- Born: c. 1686 County Durham
- Died: 1735 or later

= Ann Liddell =

Ann Liddell or Ann Clavering (c. 1686 – 1735 or later) was a British political commentator.

==Life==
Liddell was probably born in County Durham as she was baptised at Chopwell on 21 April 1686. She was the middle child of three born to Ann and John Clavering. Her maternal grandfather was Sir Henry Thompson who was an MP. Her father owned coalfields and they enjoyed a comfortable living. He married again after her mother's death and in time she had eight half brothers and sisters. Her elder sister Mary Clavering was a Lady of the Bedchamber for Caroline, Princess of Wales. In September 1706 her sister married William, Lord Cowper. This was a marriage based on her sister's beauty before she married Lord Cowper.

Disaster came when her father suddenly died as his will left his estate to his son and Ann's half brother John Clavering. John however was a child and the estate therefore was held by the Court of Chancery until her half brother reached his majority. With her elder sister married it was Ann, and nominally their cousin James Clavering, who had to find the funds to maintain the family and her sibling's education. Ann had of necessity to understand the coal business. She found that the ambiguous position of the Clavering-Stella colliery's ownership was proving a temptation to others to redirect its profits in their direction. She wrote warning letters to her cousin and fellow trustee to increase his efforts in protecting their inheritance.

Ann was living in London and she was a strong supporter of the liberals and a strong critic of the Whig's. She would write regularly to her cousin and she would describe the machinations of political trials and debates.
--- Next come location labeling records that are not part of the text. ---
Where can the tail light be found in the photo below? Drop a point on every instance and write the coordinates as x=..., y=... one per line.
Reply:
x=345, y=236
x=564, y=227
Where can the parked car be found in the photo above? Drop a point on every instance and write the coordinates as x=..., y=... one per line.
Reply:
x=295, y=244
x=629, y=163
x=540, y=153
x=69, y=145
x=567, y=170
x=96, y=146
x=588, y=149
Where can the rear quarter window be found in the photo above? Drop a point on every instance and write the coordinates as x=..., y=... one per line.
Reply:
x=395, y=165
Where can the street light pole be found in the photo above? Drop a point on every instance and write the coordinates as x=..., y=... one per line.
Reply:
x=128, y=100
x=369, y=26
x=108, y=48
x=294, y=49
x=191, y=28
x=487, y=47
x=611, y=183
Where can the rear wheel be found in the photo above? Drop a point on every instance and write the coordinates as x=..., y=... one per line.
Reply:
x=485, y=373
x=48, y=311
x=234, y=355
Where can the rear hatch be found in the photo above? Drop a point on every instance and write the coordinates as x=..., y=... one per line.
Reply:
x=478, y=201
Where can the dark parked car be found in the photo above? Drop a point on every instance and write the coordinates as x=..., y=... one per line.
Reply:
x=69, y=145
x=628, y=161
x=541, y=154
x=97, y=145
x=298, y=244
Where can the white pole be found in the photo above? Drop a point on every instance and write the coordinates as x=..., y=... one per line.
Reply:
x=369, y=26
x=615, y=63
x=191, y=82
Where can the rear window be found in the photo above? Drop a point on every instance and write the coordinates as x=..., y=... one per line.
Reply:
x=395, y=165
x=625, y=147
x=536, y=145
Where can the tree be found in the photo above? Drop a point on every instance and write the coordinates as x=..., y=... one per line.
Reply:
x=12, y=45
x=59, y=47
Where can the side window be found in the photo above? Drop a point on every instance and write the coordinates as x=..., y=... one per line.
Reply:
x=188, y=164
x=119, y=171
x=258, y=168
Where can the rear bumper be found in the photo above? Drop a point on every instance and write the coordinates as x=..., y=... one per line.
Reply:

In return she asked for news from Durham about court trials and the coal trade which determined her income. Three years of her letters were preserved by her cousin. She continued to write until she married in 1711 She passed judgement of on the Liberal (Whigs) battles with so-called churchmen including Nathaniel, Lord Crewe, bishop of Durham the Tory administration in Newcastle. Her independent view of the trial of the allegedly seditious cleric Henry Sacheverell is considered historically valuable. The preservation of the letters is thought to be due to Liddell's warnings of legal proceedings which caused her cousin to keep them safe.

She married Henry Liddell on 14 July 1711. He was the son of Sir Henry Liddell (c.1644–1723) whose seat was Ravenscroft Castle in Country Durham. Other letters survive and from these it is possible to determine Liddell's bitterness towards her sister Mary and her successful marriage to Lord Cowper. She is bitter that her family are not returning the devotion she has shown them. She expected that the Cowper's would have furthered her husband's cause with an impressive position. The Cowper's alternatively believe that they have preferred her husband and they believe that Liddell is not just bitter but ungrateful.

Her husband dies in 1717 and she finds that he stands accused of mismanaging his affairs and Liddell takes on the role of his reputation's defender. She refers to Sir James Clavering as "her son" in reference to her history of guarding his inheritance. She was to remain on good terms with him throughout her life although she thought him ungrateful. She is last mentioned in 1735. Liddell's letters are in the UK National Archives.